Since there are a lot of possible scenarios, each of which affects the optimization differently, I’m hesitant to use a universal quantifier here without more details. However, I am broadly suspicious of AUP agents choosing plans which involve almost maximally offensive components, even accounting for the fact that it could try to do so surreptitiously. An agent might try to extort us if it expected we would respond, but respond with what? Although impact measures quantify things in the environment, that doesn’t mean they’re measuring how “similar” two states look to the eye. AUP penalizes distance traveled in the Q function space for its attainable utility functions. We also need to think about the motive for the extortion – if it means the agent gains in power, then that is also penalized.
Again, it depends on the objective of the extortion. As for the latter, that wouldn’t be credible, since we would be able to tell its threat was the last action in its plan. AUP isolates the long-term effects of each action by having the agent stop acting for the rest of the epoch; this gives us a counterfactual opportunity to respond to that action.
I’m not sure whether this belongs in the desiderata, since we’re talking about whether temporary object level bad things could happen. I think it’s a bonus to think that there is less of a chance of that, but not the primary focus of the impact measure. Even so, it’s true that we could explicitly talk about what we want to do with impact measures, adding desiderata like “able to do reasonable things” and “disallows catastrophes from rising to the top of the preference ordering”. I’m still thinking about this.

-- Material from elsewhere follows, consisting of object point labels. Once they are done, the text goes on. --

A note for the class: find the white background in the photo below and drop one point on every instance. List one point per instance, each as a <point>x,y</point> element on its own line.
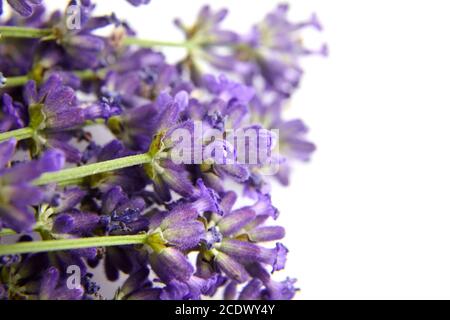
<point>369,216</point>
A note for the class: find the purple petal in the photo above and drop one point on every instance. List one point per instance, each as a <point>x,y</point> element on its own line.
<point>7,150</point>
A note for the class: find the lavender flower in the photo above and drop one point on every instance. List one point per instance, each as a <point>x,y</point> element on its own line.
<point>17,194</point>
<point>114,108</point>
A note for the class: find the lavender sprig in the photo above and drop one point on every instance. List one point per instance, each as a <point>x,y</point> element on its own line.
<point>159,190</point>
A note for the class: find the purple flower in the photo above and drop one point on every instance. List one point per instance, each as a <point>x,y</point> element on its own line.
<point>52,288</point>
<point>22,7</point>
<point>17,194</point>
<point>53,110</point>
<point>138,2</point>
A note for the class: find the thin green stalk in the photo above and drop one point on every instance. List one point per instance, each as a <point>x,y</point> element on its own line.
<point>15,81</point>
<point>129,41</point>
<point>19,32</point>
<point>71,244</point>
<point>19,134</point>
<point>12,82</point>
<point>73,174</point>
<point>7,232</point>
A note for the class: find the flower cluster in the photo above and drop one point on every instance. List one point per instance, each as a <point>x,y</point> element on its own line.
<point>177,203</point>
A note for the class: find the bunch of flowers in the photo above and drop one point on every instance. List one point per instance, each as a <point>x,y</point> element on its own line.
<point>179,199</point>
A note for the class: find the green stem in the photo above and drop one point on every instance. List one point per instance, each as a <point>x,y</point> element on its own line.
<point>19,32</point>
<point>71,244</point>
<point>63,176</point>
<point>15,81</point>
<point>11,82</point>
<point>19,134</point>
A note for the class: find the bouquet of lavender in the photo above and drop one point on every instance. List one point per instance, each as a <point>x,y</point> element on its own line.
<point>178,200</point>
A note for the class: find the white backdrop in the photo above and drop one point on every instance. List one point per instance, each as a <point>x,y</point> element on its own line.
<point>369,217</point>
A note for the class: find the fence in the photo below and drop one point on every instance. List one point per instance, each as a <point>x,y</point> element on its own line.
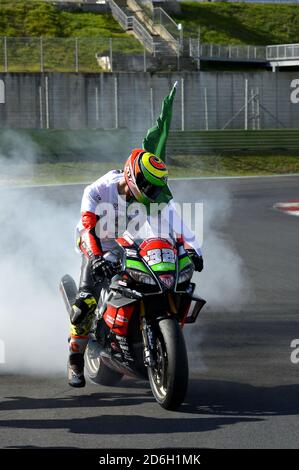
<point>72,54</point>
<point>204,100</point>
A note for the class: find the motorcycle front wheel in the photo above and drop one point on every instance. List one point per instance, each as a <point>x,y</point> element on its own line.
<point>169,378</point>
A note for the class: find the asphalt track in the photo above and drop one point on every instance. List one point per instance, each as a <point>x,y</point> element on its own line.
<point>247,394</point>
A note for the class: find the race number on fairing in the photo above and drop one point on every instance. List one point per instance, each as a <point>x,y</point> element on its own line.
<point>157,256</point>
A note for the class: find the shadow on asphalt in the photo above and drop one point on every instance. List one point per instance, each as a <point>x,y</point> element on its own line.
<point>215,397</point>
<point>232,403</point>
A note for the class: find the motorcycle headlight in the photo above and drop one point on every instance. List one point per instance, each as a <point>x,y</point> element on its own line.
<point>141,277</point>
<point>186,274</point>
<point>167,279</point>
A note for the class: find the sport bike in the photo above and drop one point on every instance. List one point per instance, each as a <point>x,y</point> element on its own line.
<point>137,328</point>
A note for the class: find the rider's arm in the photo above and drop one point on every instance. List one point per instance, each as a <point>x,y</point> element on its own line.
<point>90,242</point>
<point>182,230</point>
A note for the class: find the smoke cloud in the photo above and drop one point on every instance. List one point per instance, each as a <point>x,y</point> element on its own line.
<point>36,249</point>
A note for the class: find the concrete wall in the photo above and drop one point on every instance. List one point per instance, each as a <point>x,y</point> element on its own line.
<point>133,100</point>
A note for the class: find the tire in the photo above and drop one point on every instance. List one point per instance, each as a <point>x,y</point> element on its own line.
<point>169,379</point>
<point>97,371</point>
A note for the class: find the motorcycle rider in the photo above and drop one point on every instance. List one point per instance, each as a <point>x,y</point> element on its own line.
<point>144,180</point>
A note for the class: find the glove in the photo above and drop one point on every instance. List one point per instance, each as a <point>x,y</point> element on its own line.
<point>196,259</point>
<point>100,268</point>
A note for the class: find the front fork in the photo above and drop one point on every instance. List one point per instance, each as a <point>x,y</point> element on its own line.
<point>148,342</point>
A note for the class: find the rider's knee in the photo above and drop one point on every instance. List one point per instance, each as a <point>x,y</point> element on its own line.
<point>83,308</point>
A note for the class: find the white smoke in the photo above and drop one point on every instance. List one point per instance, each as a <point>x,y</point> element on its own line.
<point>36,249</point>
<point>18,152</point>
<point>224,282</point>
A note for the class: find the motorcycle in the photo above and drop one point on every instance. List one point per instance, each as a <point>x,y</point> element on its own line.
<point>137,328</point>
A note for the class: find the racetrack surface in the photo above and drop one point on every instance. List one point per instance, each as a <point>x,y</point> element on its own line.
<point>245,391</point>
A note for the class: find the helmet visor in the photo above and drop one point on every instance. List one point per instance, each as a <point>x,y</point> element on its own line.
<point>151,191</point>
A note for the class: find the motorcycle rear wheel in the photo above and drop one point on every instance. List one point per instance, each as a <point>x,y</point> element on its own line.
<point>169,378</point>
<point>97,371</point>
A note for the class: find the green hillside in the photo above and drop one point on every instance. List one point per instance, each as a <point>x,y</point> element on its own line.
<point>241,23</point>
<point>220,23</point>
<point>39,18</point>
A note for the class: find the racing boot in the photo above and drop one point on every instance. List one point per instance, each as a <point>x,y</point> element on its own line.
<point>81,319</point>
<point>76,370</point>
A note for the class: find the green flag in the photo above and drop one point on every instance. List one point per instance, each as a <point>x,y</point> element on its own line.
<point>156,137</point>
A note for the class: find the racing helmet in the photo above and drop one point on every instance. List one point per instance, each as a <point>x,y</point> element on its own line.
<point>146,176</point>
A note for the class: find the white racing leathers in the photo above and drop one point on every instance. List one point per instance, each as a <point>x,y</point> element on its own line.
<point>105,216</point>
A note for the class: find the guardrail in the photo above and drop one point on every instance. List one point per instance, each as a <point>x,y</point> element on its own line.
<point>213,51</point>
<point>228,141</point>
<point>283,52</point>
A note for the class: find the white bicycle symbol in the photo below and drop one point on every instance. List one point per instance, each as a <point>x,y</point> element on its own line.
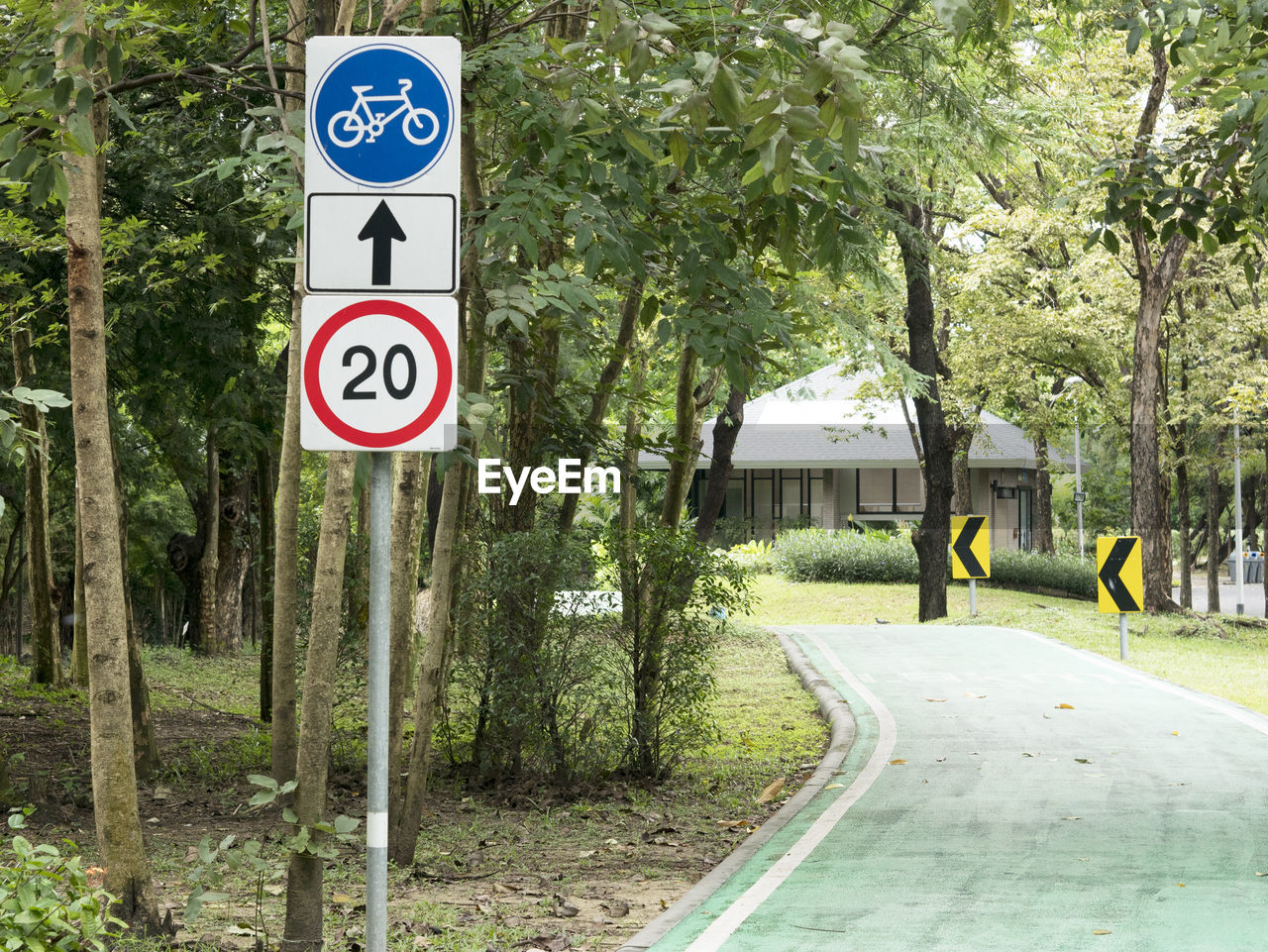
<point>349,127</point>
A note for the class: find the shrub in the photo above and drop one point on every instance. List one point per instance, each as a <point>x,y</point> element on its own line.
<point>46,901</point>
<point>827,556</point>
<point>1060,572</point>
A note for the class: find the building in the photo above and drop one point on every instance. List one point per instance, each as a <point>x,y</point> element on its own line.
<point>816,452</point>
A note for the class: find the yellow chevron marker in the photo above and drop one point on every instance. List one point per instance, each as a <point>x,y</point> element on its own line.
<point>970,547</point>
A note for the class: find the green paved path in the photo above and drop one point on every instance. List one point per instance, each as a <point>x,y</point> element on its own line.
<point>977,811</point>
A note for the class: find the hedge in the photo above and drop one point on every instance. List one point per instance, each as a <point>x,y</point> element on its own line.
<point>845,556</point>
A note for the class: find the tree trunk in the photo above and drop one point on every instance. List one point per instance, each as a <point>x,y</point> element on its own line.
<point>145,744</point>
<point>407,492</point>
<point>428,691</point>
<point>727,426</point>
<point>303,928</point>
<point>961,497</point>
<point>79,651</point>
<point>114,784</point>
<point>1042,499</point>
<point>208,567</point>
<point>264,499</point>
<point>46,642</point>
<point>1214,547</point>
<point>933,535</point>
<point>285,550</point>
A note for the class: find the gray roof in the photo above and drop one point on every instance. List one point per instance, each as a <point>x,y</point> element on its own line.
<point>823,421</point>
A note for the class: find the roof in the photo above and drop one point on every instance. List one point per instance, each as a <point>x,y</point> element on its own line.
<point>820,421</point>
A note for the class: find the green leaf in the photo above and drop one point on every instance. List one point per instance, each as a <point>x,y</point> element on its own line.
<point>79,127</point>
<point>679,149</point>
<point>114,62</point>
<point>42,186</point>
<point>9,145</point>
<point>1004,14</point>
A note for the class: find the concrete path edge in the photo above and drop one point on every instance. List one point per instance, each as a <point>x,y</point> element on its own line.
<point>841,720</point>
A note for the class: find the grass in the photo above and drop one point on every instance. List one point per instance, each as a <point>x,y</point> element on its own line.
<point>1212,653</point>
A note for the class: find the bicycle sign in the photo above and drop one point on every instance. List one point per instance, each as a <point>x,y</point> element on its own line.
<point>383,113</point>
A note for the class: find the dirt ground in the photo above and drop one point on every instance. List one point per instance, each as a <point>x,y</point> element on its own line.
<point>510,870</point>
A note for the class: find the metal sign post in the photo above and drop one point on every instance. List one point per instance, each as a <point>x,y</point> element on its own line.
<point>380,667</point>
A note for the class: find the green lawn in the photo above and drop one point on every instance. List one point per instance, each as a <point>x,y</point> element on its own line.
<point>1210,653</point>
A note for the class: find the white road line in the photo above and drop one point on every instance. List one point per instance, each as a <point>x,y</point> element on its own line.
<point>720,929</point>
<point>1253,720</point>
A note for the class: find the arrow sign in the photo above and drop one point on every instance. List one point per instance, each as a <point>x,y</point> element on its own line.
<point>381,230</point>
<point>970,547</point>
<point>1119,576</point>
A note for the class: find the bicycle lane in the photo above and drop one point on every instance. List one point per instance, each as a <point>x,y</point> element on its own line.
<point>1006,793</point>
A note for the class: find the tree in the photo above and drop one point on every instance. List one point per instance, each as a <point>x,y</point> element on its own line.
<point>114,789</point>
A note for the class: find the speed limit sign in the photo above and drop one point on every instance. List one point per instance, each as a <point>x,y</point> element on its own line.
<point>378,372</point>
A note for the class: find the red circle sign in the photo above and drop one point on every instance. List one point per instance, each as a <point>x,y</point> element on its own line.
<point>368,439</point>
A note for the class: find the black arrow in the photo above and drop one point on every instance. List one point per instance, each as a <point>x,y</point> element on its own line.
<point>1110,570</point>
<point>963,544</point>
<point>383,228</point>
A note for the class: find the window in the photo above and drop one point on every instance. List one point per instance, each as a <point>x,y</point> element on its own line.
<point>898,490</point>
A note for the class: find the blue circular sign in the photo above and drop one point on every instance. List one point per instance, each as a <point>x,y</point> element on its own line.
<point>381,116</point>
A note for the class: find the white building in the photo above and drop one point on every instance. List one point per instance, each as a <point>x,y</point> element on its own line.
<point>815,450</point>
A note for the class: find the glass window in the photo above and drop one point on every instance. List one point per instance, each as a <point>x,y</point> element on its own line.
<point>910,490</point>
<point>791,489</point>
<point>875,489</point>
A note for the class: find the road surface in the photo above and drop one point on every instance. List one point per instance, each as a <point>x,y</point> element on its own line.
<point>1004,792</point>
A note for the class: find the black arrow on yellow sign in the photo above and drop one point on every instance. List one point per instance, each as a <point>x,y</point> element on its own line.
<point>1118,588</point>
<point>968,550</point>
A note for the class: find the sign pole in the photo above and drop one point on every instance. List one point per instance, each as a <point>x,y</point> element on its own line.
<point>379,647</point>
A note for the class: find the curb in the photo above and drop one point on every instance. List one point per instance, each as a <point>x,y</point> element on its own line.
<point>836,711</point>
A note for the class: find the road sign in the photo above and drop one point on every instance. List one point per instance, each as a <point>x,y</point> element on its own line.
<point>378,372</point>
<point>398,244</point>
<point>1119,575</point>
<point>970,547</point>
<point>383,127</point>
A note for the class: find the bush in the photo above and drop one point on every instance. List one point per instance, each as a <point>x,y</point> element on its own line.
<point>827,556</point>
<point>1060,572</point>
<point>46,901</point>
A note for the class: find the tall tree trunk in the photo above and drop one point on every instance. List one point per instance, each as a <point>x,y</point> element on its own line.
<point>265,590</point>
<point>46,642</point>
<point>145,744</point>
<point>303,932</point>
<point>727,426</point>
<point>1214,545</point>
<point>114,783</point>
<point>208,567</point>
<point>933,535</point>
<point>285,574</point>
<point>1042,498</point>
<point>408,489</point>
<point>79,651</point>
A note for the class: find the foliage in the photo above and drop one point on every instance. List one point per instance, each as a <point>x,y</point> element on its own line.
<point>756,556</point>
<point>845,556</point>
<point>1060,572</point>
<point>676,592</point>
<point>48,902</point>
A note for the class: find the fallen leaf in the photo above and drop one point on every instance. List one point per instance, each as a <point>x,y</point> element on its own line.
<point>771,792</point>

I guess I don’t have good intuitions of what an AUP agent would or wouldn’t do. Can you share yours, like give some examples of real goals we might want to give to AUP agents, and what you think they would and wouldn’t do to accomplish each of those goals, and why? (Maybe this could be written up as a post since it might be helpful for others to understand your intuitions about how AUP would work in a real-world setting.)
Why not? I’ve usually seen people talk about “impact measures” as a way of avoiding side effects, especially negative side effects. It seems intuitive that “object level bad things” are negative side effects even if they are temporary, and ought to be a primary focus of impact measures. It seems like you’ve reframed “impact measures” in your mind to be a bit different from this naive intuitive picture, so perhaps you could explain that a bit more (or point me to such an explanation)?
Sounds good. I’m currently working on a long sequence walking through my intuitions and assumptions in detail.